A New Objective Parameter in Hydroxychloroquine-Induced Retinal Toxicity Screening Test: Macular Retinal Ganglion Cell-Inner Plexiform Layer Thickness
Mehmet BULUT1, Muhammet Kazım EROL1, Devrim TOSLAK1, Melih AKIDAN1, Ebru KAYA BAŞAR2, Hasan Fatih ÇAY3
1Department of Ophthalmology, Antalya Training and Research Hospital, Antalya, Turkey
2Deparment of Animal Science Biometry and Genetics Unit, Akdeniz University, Faculty of Agriculture, Antalya, Turkey
3Department of Rheumatology, Antalya Education and Research Hospital, Physical Medicine Rehabilitation, Antalya, Turkey
Keywords: Hydroxychloroquine; macula; perimetry; retinal ganglion cell; spectral-domain optical coherence tomography
Objectives: This study aims to detect hydroxychloroquine (HCQ)-induced retinal toxicity at an earlier stage through the use of spectral-domain optical coherence tomography device, especially by measuring macular retinal ganglion cell-inner plexiform layer (RGC-IPL) thickness.
Patients and methods: In this study, 92 eyes of 46 Caucasian female patients (mean age 53.6±8.1 years; range 32 to 69 years) who were taking HCQ were assigned to group 1, while 80 eyes of 40 age-matched Caucasian female control subjects (mean age 56.1±10.7 years; range 34 to 71 years) were assigned to group 2. RGC-IPL thickness and retinal nerve fiber layer thickness were measured in all subjects by Cirrus high-definition optical coherence tomography model 5000 device using macular cube 512¥128 and optic disc cube 200¥200 protocols. We performed an evaluation to see if there was any difference between the measured values of the groups. The correlation between average RGC-IPL thickness measures and cumulative dose of HCQ and duration of use was analyzed.

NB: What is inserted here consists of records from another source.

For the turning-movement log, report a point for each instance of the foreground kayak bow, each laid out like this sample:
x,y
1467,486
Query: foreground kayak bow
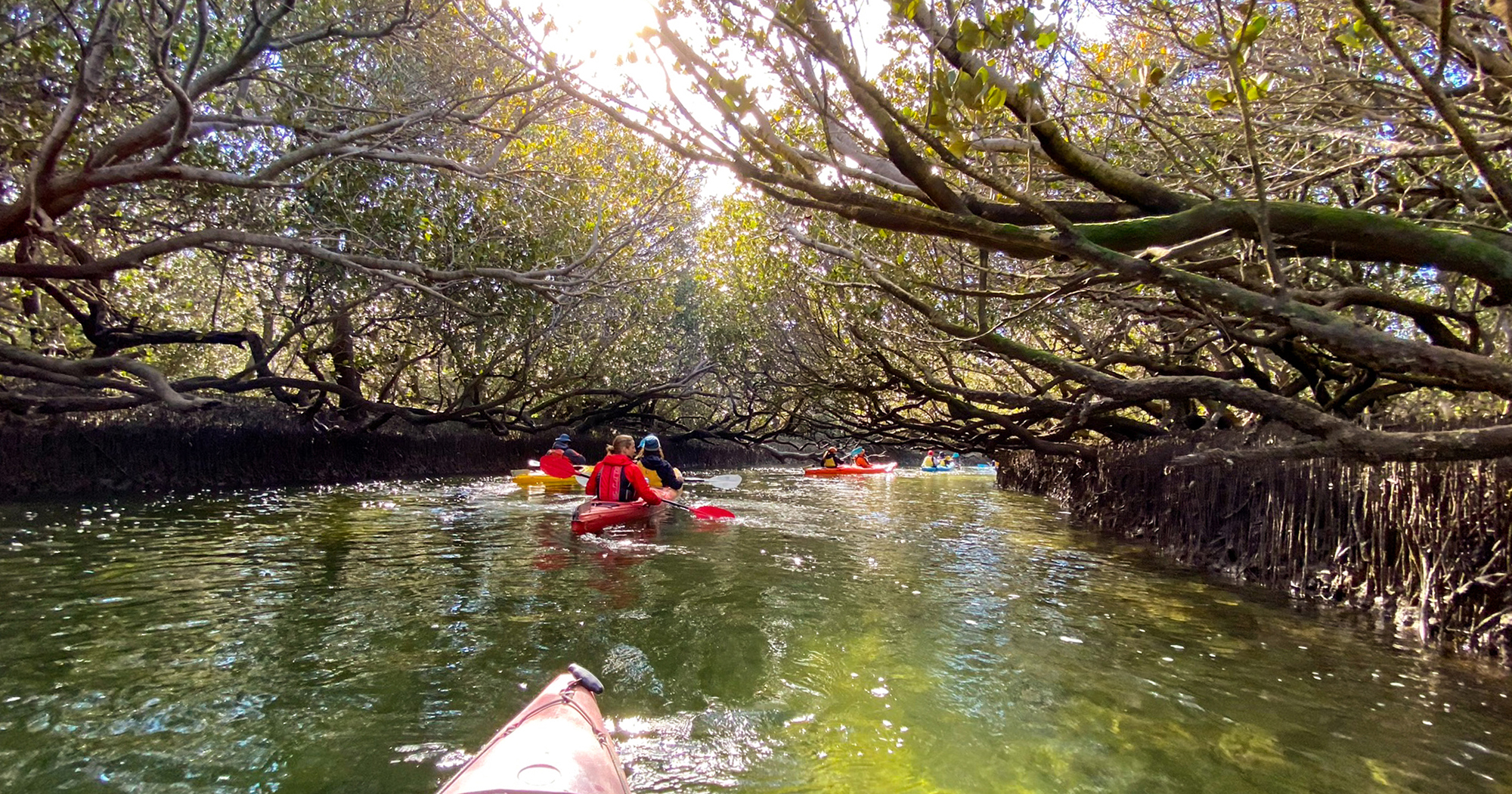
x,y
557,745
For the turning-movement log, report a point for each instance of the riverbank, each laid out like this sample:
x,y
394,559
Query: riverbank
x,y
1427,545
259,445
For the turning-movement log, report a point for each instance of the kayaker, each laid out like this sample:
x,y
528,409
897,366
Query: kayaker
x,y
563,447
832,459
616,479
658,473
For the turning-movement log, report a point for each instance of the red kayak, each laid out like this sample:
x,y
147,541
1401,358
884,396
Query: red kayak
x,y
593,516
837,471
556,746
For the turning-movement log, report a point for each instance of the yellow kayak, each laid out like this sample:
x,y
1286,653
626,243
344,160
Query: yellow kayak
x,y
545,482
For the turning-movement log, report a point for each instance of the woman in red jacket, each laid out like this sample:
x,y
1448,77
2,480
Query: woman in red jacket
x,y
618,479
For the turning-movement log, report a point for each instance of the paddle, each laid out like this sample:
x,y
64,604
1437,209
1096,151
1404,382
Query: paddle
x,y
560,467
723,482
707,512
557,467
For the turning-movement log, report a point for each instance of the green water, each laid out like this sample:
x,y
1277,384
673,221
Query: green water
x,y
922,633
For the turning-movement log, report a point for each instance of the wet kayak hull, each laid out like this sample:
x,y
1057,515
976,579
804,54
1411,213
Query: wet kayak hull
x,y
557,745
595,516
838,471
547,482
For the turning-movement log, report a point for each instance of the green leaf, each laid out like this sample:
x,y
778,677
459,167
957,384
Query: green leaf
x,y
1253,31
970,37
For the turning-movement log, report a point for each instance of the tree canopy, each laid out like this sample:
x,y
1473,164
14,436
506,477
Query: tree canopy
x,y
1020,235
990,226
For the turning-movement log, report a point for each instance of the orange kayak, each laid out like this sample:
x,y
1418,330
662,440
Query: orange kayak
x,y
837,471
556,746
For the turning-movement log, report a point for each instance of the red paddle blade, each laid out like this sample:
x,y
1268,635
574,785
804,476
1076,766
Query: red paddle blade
x,y
557,467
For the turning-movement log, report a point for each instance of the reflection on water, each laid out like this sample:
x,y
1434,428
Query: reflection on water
x,y
923,633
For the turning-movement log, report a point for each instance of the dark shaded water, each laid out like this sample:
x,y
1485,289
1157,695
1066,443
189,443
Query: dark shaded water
x,y
923,633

Results: Retinal ganglion cell-inner plexiform layer of group 1 was found to be statistically thinner than that of group 2 both on average and in all segments (superior, superonasal, inferonasal, inferotemporal and superotemporal) except inferior segment when segmented (p<0.05). Additionally, a statistically significant negative correlation was found between the average RGC-IPL thickness and cumulative dose of HCQ (r= -0.371, p=0.001) as well as the duration of use (r= -0.308, p=0.006).
Conclusion: Patients taking HCQ were found to have decreased RGC-IPL thickness at an early stage due to retinal toxicity induced by the drug. We think that measuring the RGC-IPL thickness may become an important objective in HCQ screening tests.
The authors declared no conflicts of interest with respect to the authorship and/or publication of this article.
The authors received no financial support for the research and/or authorship of this article.